During National Library Week, which runs through April 14, the library is launching a community reading initiative with the goal that everyone in the borough reads the same book.

The goal of the initiative, which will include programs at the library — both big and small — is to create “a spirit of community,” said library director Paula Kelly, as well as ignite people in the borough to be “intentionally kind.”

Kelly got the idea for the community-wide read initiative from the Allegheny County Library Association's former “One Book, One Community” program.

“I always thought that was very cool to get communities reading the same thing,” she said.

In 2017, Whitehall library received funding from the Jack Buncher Foundation that was used to purchase multiple copies of “Wonder” and it's children's book companion, “We're all Wonders.”

Kelly said “Wonders” was the perfect fit for the initiative.

“It just fosters kindness and inclusion and family and all sorts of feel good themes and emotions,” she said.

The book tells the story of a boy named August “Auggie” Pullman who is born with severe craniofacial disfigurement. As a child, he undergoes 27 surgeries and is able to enter public school for the first time in fifth grade.

Chapters are told from the perspective of different characters, illustrating how Auggie is treated because of the way he looks. Readers learn that Auggie just wants to be a normal kid and to be accepted for the person he is.

“It's the kind of book that everyone could read,” Kelly said.

In all, Whitehall library bought nearly 200 copies of the books. Some were given as gifts to local schools, community groups and churches, so that everyone will have access to the book.

Throughout the library, there will be ways to celebrate kindness throughout the initiative.

Patrons can stop by the library and write a thank you letter to public works, police or fire departments. Or, stop by for an idea for how to commit a random act of kindness.

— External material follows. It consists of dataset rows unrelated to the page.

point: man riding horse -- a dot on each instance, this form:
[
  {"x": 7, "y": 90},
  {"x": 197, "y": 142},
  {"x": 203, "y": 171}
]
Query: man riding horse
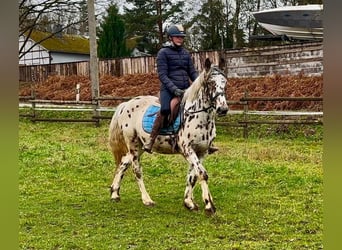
[{"x": 175, "y": 70}]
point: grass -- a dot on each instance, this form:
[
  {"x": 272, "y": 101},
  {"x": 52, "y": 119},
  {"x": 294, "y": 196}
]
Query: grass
[{"x": 267, "y": 190}]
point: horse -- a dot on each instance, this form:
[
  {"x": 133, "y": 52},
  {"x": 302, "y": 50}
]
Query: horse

The library also will host a series of programs that tie into the book that include an anti-bullying puppet show and a visit with Nick Wiese, who has apert syndrome, a condition similar to Auggie's.

The programs are sponsored by the Friends of the Whitehall Public Library.

“The Friends of the Whitehall Public Library are proud to be underwriting the many wonderful programs associated with Whitehall Reads Wonder,” Friends President Barbara Duff said in an email.

The Friends are amidst their annual fundraising campaign to raise money for the Whitehall library and programs like this one, Duff said, noting programs like this are possible through people's donations.

Stephanie Hacke is a Tribune-Review contributing writer.